I’m not the biggest fan of all these fake meats on the market, I mean I was never much of a meat lover even when I wasn’t vegan. But, I just find them so overly processed that whenever I eat them I just don’t feel great. BUT, no judgment if you love them and thrive - you do you ya know. BUT, I bet I can persuade you with this meatball recipe and you will LOVE think the same;)!!
My favourite way to serve these vegan meatballs is with spaghetti and marinara, I mean can you get any more iconic? My dad used to make this dish for me when I was young, but of course the meat version with lots of cheese on top, so when I had this meal it gave me all the nice comforting nostalgic feels.

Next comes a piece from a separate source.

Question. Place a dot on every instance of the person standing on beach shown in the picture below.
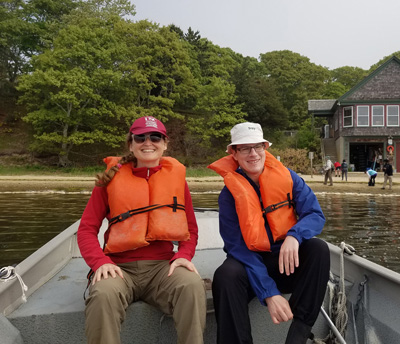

However, I had some leftover and the next day put them inside a toastie with some melted vegan cheese and boy oh boy was it good! So here you are, the perfect dinner and the perfect leftover meal. YOU ARE WELCOME! ;)


INGREDIENTS

1/2 onion, diced
2 garlic cloves, minced
2 portobello mushrooms, diced
1/2 tsp thyme, smoked paprika, cumin, chilli flakes
1 tbsp tomato paste
1 tbsp tamari
1 cup pecans (boiled for 10 mins until soft then drained)
1 can white beans, rinsed
1 cup fresh basil
1 tbsp truffle oil (optional)
1 flax egg (2 tbsp ground flax mixed with 3 tbsp water)


DIRECTIONS

Preheat oven to 180C.
Prepare the pecans. Prepare flax egg.
Heat a pan on medium heat with a touch of olive oil. Sautéed onions until soft and translucent, about 4 mins. Add in garlic, mushrooms, spices and tomato paste and sauté until mushrooms have softened, about 5 mins. Add in Tamari/soy and take off heat and set aside to cool.
Add everything to a food processor and pulse until mixed well, but don’t over process as some texture is good.
Roll into balls and place on baking sheet, allow space between each ball. Drizzle or brush over a little olive oil, bake for 25 mins or until golden brown.
Cook your spaghetti to packet instruction. Prepare your marinara in a pan, add meatballs to marinara and serve with some fresh basil and Cashew Parmesan.